# Focusing



## wizical (Nov 21, 2007)

I have taken a lot of pictures, but I am struggling with some parts of the picture being fuzzy.  When I take a picture, The bottom and top of the pen are blurry, but the rest of the pen is fine.  Has anyone experienced this type of problem before?  If anyone has a solution would be greatly appreciated.  

Thanks


----------



## Rifleman1776 (Nov 21, 2007)

It is called depth of field. In plain talk it refers to how near and far away objects, or parts of objects, will be in focus. In some cases that can be many feet. In others only a tiny fraction of an inch. Assuming you are using a non-professional digi cam, your experience is probably the result of holding the camera close to the object (pen) being photographed. The closer you are the less depth of field. Simply laying a pen down and shooting straight on will eliminate the concern for depth of field. But, getting clever and shooting at an angle with the pen in a holder means you are trying to get 4" or more in focus at the same time. Probably not possible with a simple camera. IMHO, we see here, and other forums, folks wanting to get artsy with their pen photos when it isn't necessary. (hold the barbs guys, I know I've been guilty of doing that too) What we want to see is the pen, not your cleverness with a camera. A simple, clear record shot is all that is needed here or in your advertising brochure or web site.


----------



## wizical (Nov 21, 2007)

thanks, 

the camera I use is a pentax K10D with a macro lense, How do I change the depth of field on that?


----------



## Daniel (Nov 21, 2007)

the easy answer, move your camera farther from the pen.
the long answer
you change the depth of field by changing the apature or f stop. those are the numbers few people understand in there view finder or on the lens of there camera. it will read something like 2.6 a larger number gives you a longer depth of field. for each number you go up in f stop you need to go one step slower in shutter speed and visa versa to keep correct exposure.


----------



## gerryr (Nov 21, 2007)

Can you provide more specifics about the lens?  If it's lens that has a macro feature, that's different from a dedicated macro lens and the things you need to do to increase DOF will be different.  But, quickly, having the pen parallel to the sensor plane will solve a lot, if not all problems.


----------



## wizical (Nov 21, 2007)

It is a dedicated 50mm Macro Lens, it is really great, i have been playing with f-stop too, i know how that works, just finding the right setup is tricky too.  thanks for all the help


----------



## gketell (Nov 21, 2007)

Start at f8 and see how that does.  Work you way up to higher numbers f16, f22, etc until you find the lowest f-stop that makes your pen positioning look good.

GK


----------



## toolcrazy (Nov 21, 2007)

I generally use F16, then adjust the shutter speed according to how much light I have. Doing this you will need a tripod. Also, use the 2 second mirror up shutter timer so you don't jiggle the camera when you push the shutter release. You have a nice camera, I have the K100D and I am very happy with it.


----------



## gerryr (Nov 22, 2007)

Just don't try to photograph the pen along it's axis, keep it parallel to the plane of the sensor and your DOF problem will be solved.


----------



## Rifleman1776 (Nov 22, 2007)

> _Originally posted by wizical_
> <br />thanks,
> 
> the camera I use is a pentax K10D with a macro lense, How do I change the depth of field on that?

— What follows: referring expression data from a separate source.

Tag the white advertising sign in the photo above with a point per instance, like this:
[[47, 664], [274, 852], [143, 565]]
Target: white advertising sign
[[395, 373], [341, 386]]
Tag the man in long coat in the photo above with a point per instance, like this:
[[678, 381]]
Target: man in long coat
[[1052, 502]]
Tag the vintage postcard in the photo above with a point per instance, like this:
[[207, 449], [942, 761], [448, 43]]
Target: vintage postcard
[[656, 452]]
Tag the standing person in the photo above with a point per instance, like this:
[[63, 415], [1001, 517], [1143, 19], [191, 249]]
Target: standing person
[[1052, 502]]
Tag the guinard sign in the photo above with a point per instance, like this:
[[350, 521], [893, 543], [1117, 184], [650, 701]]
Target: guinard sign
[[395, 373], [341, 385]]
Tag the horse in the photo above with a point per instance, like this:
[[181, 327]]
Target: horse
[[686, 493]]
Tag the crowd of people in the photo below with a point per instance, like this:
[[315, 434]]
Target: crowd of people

I haven't read the other replies so this may repeat some advice. So! You do have a good pro quality camera! OK, to add to what I said, among the several things that affect depth of field, the most controllable is aperture setting. The smaller, the more depth of field. Of course, when you gain something, you lose something. In this case the 'something' is light. That must be compensated for with more light. e.g. usually a longer exposure time. Be sure to use a tripod and cable release or self-timer to avoid shake. I would think a camera/lens of that quality would have a depth of field preview. Meaning you can stop down the aperture before taking the picture an see exactly what you have regarding the depth of field.


----------